Editor’s Letter | Pastel

Garcia Peak Aspens by Ted Larsen. painting, southwest art.
Garcia Peak Aspens by Ted Larsen

By Margaret L. Brown


Pastel is experiencing an exciting renaissance in the 21st century. Once considered a less serious medium than oils, pastel in recent years has reached an elevated stature, thanks in part to the many fine artists who have embraced it. Among these are cover artist Elizabeth Sandia, who is attracted to the immediacy and directness of working in pastel. “I like that pastels are fresh and vibrant and that the medium is closer to the drawing end of art,” she says.  “When I use a paintbrush, it gets between me and my art. But with pastel I feel directly connected.” Sandia is one of nine artists whose works are spotlighted in our focus on pastel, which is accompanied by an introduction to the medium excerpted from a new book by noted painter and teacher Albert Han-dell. We also profile New Mexico pastel artist Ted Larsen, who shares with Sandia and Handell an enthusiasm for pastel’s versatility. “You can layer pastels on, make them wet like watercolor or apply them more thickly like oil paint,” he says. “Sometimes I’ll do a wash underneath or change the color of the paper from white to black. Once in a while, I’ll wipe the pastel away—for a particular effect, not just to do it. Pastels have so many different aspects.”
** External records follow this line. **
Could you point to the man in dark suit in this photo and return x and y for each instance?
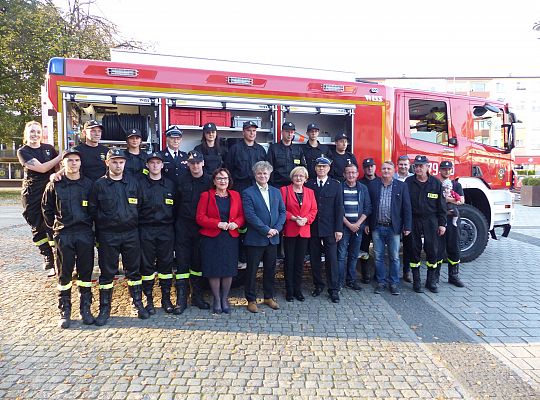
(265, 215)
(327, 229)
(391, 215)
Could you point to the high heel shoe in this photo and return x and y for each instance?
(225, 306)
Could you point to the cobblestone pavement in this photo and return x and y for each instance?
(368, 346)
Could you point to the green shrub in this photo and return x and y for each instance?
(531, 181)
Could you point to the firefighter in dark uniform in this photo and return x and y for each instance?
(39, 161)
(242, 157)
(326, 229)
(156, 232)
(214, 155)
(429, 221)
(114, 206)
(450, 249)
(65, 209)
(341, 157)
(174, 160)
(93, 154)
(135, 158)
(313, 149)
(369, 168)
(284, 156)
(187, 248)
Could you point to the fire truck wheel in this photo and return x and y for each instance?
(474, 232)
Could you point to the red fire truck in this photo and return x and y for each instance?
(383, 122)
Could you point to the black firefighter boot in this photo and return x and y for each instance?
(86, 302)
(417, 281)
(166, 304)
(364, 269)
(64, 305)
(197, 296)
(453, 275)
(136, 295)
(431, 280)
(181, 296)
(105, 298)
(148, 290)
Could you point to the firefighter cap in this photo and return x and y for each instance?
(288, 126)
(323, 160)
(71, 150)
(195, 156)
(248, 124)
(209, 126)
(116, 153)
(133, 132)
(368, 162)
(92, 124)
(420, 160)
(341, 136)
(155, 154)
(173, 131)
(446, 164)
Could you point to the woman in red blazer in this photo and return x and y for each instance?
(220, 215)
(301, 208)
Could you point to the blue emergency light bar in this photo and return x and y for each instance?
(57, 66)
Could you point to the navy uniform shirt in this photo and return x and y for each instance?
(93, 160)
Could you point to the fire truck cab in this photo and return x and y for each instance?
(382, 122)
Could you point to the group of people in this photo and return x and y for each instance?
(190, 217)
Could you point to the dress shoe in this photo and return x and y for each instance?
(379, 288)
(252, 307)
(272, 304)
(394, 289)
(334, 296)
(407, 277)
(354, 285)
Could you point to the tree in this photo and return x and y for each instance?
(32, 32)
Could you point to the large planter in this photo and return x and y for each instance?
(530, 196)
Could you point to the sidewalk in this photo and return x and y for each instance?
(368, 346)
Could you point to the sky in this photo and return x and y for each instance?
(371, 39)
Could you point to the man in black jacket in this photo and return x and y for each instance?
(114, 206)
(429, 220)
(243, 155)
(284, 156)
(65, 211)
(156, 232)
(187, 247)
(327, 229)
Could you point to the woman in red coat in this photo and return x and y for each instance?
(301, 208)
(220, 214)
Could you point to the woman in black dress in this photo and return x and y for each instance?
(213, 153)
(220, 215)
(39, 161)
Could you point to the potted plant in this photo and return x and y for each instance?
(530, 192)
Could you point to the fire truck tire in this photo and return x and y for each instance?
(474, 232)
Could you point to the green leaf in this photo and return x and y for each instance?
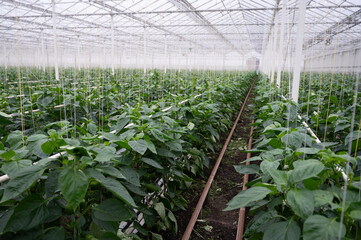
(51, 183)
(22, 180)
(130, 175)
(175, 146)
(112, 171)
(190, 126)
(55, 233)
(247, 169)
(174, 220)
(317, 227)
(267, 165)
(159, 207)
(139, 146)
(34, 147)
(244, 198)
(13, 167)
(106, 154)
(73, 185)
(355, 214)
(301, 201)
(112, 210)
(151, 146)
(260, 219)
(29, 213)
(283, 231)
(305, 169)
(156, 236)
(5, 119)
(294, 139)
(112, 185)
(158, 135)
(4, 218)
(152, 163)
(279, 177)
(121, 123)
(322, 197)
(15, 140)
(307, 150)
(36, 137)
(8, 155)
(48, 147)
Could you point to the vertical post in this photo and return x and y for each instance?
(78, 53)
(165, 53)
(42, 50)
(298, 51)
(5, 57)
(56, 65)
(144, 50)
(273, 53)
(112, 30)
(280, 61)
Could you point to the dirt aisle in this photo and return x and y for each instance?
(213, 222)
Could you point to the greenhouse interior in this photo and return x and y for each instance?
(180, 119)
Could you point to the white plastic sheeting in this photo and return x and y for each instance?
(199, 34)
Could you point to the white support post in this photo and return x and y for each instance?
(144, 50)
(78, 54)
(42, 50)
(274, 53)
(112, 30)
(165, 53)
(56, 65)
(298, 51)
(280, 61)
(5, 57)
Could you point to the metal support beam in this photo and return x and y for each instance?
(55, 44)
(339, 27)
(298, 51)
(188, 11)
(184, 5)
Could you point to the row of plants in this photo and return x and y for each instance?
(79, 180)
(299, 190)
(93, 94)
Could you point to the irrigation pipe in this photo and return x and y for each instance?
(242, 211)
(201, 200)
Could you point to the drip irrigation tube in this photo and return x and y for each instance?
(202, 198)
(242, 211)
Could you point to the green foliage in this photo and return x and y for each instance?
(97, 160)
(299, 187)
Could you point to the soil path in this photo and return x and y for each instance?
(213, 222)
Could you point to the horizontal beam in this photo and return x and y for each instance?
(190, 11)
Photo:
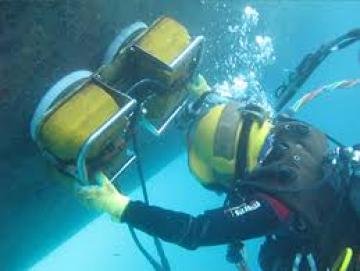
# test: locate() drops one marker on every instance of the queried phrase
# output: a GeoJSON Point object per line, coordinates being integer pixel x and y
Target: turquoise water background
{"type": "Point", "coordinates": [297, 27]}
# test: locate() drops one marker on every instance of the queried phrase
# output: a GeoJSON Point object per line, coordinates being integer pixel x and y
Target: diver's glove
{"type": "Point", "coordinates": [104, 197]}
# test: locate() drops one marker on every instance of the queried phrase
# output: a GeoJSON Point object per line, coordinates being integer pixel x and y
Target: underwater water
{"type": "Point", "coordinates": [251, 46]}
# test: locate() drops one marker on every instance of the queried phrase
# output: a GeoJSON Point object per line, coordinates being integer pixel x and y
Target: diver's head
{"type": "Point", "coordinates": [225, 142]}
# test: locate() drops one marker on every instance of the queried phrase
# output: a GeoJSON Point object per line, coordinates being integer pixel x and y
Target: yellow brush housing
{"type": "Point", "coordinates": [70, 125]}
{"type": "Point", "coordinates": [165, 40]}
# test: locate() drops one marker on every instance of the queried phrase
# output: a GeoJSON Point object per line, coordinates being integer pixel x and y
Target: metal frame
{"type": "Point", "coordinates": [81, 166]}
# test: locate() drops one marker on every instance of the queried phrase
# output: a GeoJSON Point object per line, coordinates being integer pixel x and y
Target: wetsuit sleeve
{"type": "Point", "coordinates": [248, 219]}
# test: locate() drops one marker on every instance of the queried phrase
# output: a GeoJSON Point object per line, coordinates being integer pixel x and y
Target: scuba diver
{"type": "Point", "coordinates": [277, 182]}
{"type": "Point", "coordinates": [281, 178]}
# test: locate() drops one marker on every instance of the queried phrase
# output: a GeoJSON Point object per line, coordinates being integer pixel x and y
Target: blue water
{"type": "Point", "coordinates": [297, 27]}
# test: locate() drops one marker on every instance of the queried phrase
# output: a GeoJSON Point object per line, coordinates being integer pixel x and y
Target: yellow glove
{"type": "Point", "coordinates": [104, 197]}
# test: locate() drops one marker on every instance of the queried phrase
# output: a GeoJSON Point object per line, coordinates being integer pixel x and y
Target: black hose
{"type": "Point", "coordinates": [160, 250]}
{"type": "Point", "coordinates": [164, 266]}
{"type": "Point", "coordinates": [310, 62]}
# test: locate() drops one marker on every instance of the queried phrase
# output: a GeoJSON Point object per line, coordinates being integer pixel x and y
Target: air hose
{"type": "Point", "coordinates": [307, 66]}
{"type": "Point", "coordinates": [164, 266]}
{"type": "Point", "coordinates": [164, 263]}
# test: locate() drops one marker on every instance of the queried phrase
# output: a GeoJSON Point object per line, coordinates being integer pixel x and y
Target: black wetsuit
{"type": "Point", "coordinates": [244, 218]}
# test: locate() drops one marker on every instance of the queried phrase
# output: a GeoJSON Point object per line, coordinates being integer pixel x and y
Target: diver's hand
{"type": "Point", "coordinates": [104, 197]}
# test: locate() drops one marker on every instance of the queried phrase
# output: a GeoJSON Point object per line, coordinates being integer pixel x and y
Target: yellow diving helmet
{"type": "Point", "coordinates": [219, 139]}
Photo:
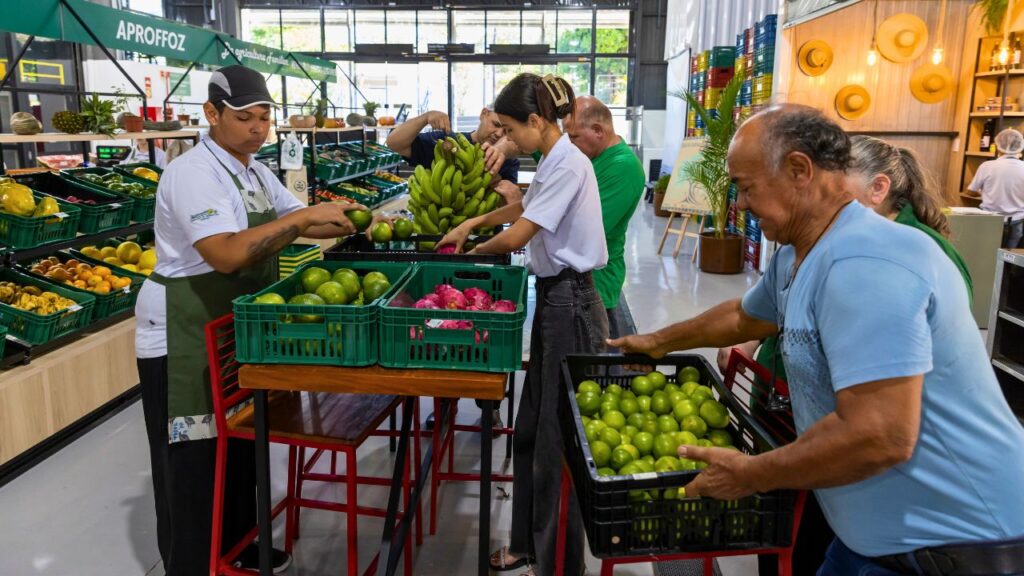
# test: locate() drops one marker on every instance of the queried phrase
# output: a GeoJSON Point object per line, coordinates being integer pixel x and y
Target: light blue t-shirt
{"type": "Point", "coordinates": [875, 299]}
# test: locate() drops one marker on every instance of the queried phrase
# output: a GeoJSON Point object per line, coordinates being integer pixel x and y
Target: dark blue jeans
{"type": "Point", "coordinates": [841, 561]}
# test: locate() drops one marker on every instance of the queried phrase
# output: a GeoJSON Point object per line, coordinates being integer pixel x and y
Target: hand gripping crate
{"type": "Point", "coordinates": [621, 521]}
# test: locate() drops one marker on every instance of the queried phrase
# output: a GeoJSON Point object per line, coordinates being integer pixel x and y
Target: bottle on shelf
{"type": "Point", "coordinates": [986, 135]}
{"type": "Point", "coordinates": [1015, 54]}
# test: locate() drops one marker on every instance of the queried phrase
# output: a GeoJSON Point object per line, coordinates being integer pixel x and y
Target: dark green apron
{"type": "Point", "coordinates": [192, 302]}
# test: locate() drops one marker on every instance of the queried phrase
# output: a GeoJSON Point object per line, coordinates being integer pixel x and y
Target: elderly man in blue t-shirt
{"type": "Point", "coordinates": [904, 434]}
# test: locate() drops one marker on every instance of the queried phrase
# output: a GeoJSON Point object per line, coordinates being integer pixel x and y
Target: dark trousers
{"type": "Point", "coordinates": [813, 539]}
{"type": "Point", "coordinates": [569, 318]}
{"type": "Point", "coordinates": [1012, 234]}
{"type": "Point", "coordinates": [182, 484]}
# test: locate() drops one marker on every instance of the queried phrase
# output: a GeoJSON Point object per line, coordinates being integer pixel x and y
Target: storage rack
{"type": "Point", "coordinates": [987, 84]}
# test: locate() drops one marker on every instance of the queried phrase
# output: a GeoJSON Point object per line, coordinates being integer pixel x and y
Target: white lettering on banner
{"type": "Point", "coordinates": [148, 35]}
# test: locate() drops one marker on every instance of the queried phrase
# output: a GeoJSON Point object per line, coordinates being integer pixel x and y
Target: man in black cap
{"type": "Point", "coordinates": [221, 219]}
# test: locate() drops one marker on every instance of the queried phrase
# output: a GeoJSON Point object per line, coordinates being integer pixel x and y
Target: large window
{"type": "Point", "coordinates": [261, 27]}
{"type": "Point", "coordinates": [338, 31]}
{"type": "Point", "coordinates": [300, 31]}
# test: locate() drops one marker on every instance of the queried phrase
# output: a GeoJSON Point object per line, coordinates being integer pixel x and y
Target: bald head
{"type": "Point", "coordinates": [590, 126]}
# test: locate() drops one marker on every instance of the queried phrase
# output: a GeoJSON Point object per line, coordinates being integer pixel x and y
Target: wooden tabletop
{"type": "Point", "coordinates": [374, 379]}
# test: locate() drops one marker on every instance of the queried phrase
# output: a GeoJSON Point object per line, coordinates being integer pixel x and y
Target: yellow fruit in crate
{"type": "Point", "coordinates": [92, 252]}
{"type": "Point", "coordinates": [128, 252]}
{"type": "Point", "coordinates": [147, 259]}
{"type": "Point", "coordinates": [16, 199]}
{"type": "Point", "coordinates": [146, 173]}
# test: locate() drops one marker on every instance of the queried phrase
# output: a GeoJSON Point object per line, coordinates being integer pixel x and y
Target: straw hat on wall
{"type": "Point", "coordinates": [932, 83]}
{"type": "Point", "coordinates": [902, 37]}
{"type": "Point", "coordinates": [852, 101]}
{"type": "Point", "coordinates": [814, 57]}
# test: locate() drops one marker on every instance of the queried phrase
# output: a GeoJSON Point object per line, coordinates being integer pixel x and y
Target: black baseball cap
{"type": "Point", "coordinates": [239, 87]}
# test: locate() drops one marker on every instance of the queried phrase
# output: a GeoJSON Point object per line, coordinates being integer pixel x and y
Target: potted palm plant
{"type": "Point", "coordinates": [720, 252]}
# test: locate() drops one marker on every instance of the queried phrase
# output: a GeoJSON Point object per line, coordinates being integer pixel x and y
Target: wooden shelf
{"type": "Point", "coordinates": [996, 115]}
{"type": "Point", "coordinates": [320, 130]}
{"type": "Point", "coordinates": [61, 137]}
{"type": "Point", "coordinates": [998, 74]}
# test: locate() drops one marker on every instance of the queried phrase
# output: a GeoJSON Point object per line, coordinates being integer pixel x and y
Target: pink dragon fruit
{"type": "Point", "coordinates": [455, 299]}
{"type": "Point", "coordinates": [504, 305]}
{"type": "Point", "coordinates": [478, 299]}
{"type": "Point", "coordinates": [441, 288]}
{"type": "Point", "coordinates": [428, 302]}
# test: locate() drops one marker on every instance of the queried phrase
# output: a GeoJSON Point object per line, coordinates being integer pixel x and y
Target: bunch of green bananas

We also take a look at the long careers of two preeminent western American artists: Howard Terpning and Elmer Schooley. Terpning is being honored with a major retrospective at the Eiteljorg Museum in Indianapolis that runs from April 21 through May 20. Schooley, at 85, continues working in his Roswell, NM, studio, adding to a body of large-format works that have earned him decades’ worth of accolades.